Inevitavelmente, esse apoio vai se erodindo. Enquanto o conflito se arrasta, as promessas vão deixando de ser cumpridas e as previsões de uma vitória fácil são desmentidas pela realidade; a população começa a perceber que a guerra foi um erro, repensa o apoio e começa a exigir o seu fim.

Especialistas da polícia observam danos em área industrial da capital da Ucrânia, Kiev, após ataque russo - Sergei Supinsky - 21.set.23/AFP

Assim foi no Vietnã, no Iraque, no Afeganistão, na Síria e na Líbia. Aos poucos, esse padrão lamentável se repete na Ucrânia. Enquanto um terço da população americana se dizia favorável a apoiar a Ucrânia nos meses seguintes à invasão russa, uma pesquisa recentemente realizada pela CNN traz um cenário diferente: "Maioria dos americanos são contra mais ajuda à Ucrânia na guerra com a Rússia".

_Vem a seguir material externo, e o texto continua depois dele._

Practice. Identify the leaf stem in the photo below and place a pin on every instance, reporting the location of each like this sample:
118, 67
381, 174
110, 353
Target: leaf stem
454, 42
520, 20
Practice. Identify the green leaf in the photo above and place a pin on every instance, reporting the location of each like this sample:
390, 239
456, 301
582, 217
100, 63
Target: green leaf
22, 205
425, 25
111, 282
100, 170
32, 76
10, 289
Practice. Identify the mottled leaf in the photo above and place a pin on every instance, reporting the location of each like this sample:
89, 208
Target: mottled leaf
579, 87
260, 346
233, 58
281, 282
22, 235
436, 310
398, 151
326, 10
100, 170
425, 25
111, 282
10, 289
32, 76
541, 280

Já o presidente Joe Biden segue comprometido com a manutenção do envolvimento dos EUA no conflito, tendo em agosto solicitado ao Congresso o envio de um novo pacote de US$ 24 bilhões —além dos mais de US$ 100 bilhões que os EUA já empenharam na manutenção desse conflito.

A participação no conflito na Ucrânia também obedece a outro padrão histórico nos EUA a respeito de guerras: não há diferença nenhuma entre os establishments republicano e democrata.

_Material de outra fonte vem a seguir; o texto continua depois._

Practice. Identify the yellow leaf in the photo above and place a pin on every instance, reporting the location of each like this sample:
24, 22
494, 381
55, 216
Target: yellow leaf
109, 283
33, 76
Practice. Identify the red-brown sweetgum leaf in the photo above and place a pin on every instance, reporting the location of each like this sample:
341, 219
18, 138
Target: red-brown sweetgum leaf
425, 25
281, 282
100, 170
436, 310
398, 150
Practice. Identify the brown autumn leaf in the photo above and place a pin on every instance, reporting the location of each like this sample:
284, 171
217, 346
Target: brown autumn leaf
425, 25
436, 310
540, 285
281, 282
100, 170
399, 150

Todos os democratas —desde Bernie Sanders, senador independente de Vermont, à congressista "de esquerda" Alexandria Ocasio-Cortez, de Nova York— vêm sendo unânimes em seu apoio à política de Biden de envio de bilhões e bilhões de dólares para fabricantes de armas como Raytheon e Boeing (o chamado complexo industrial-militar), para a CIA e para o notoriamente corrupto sistema político ucraniano.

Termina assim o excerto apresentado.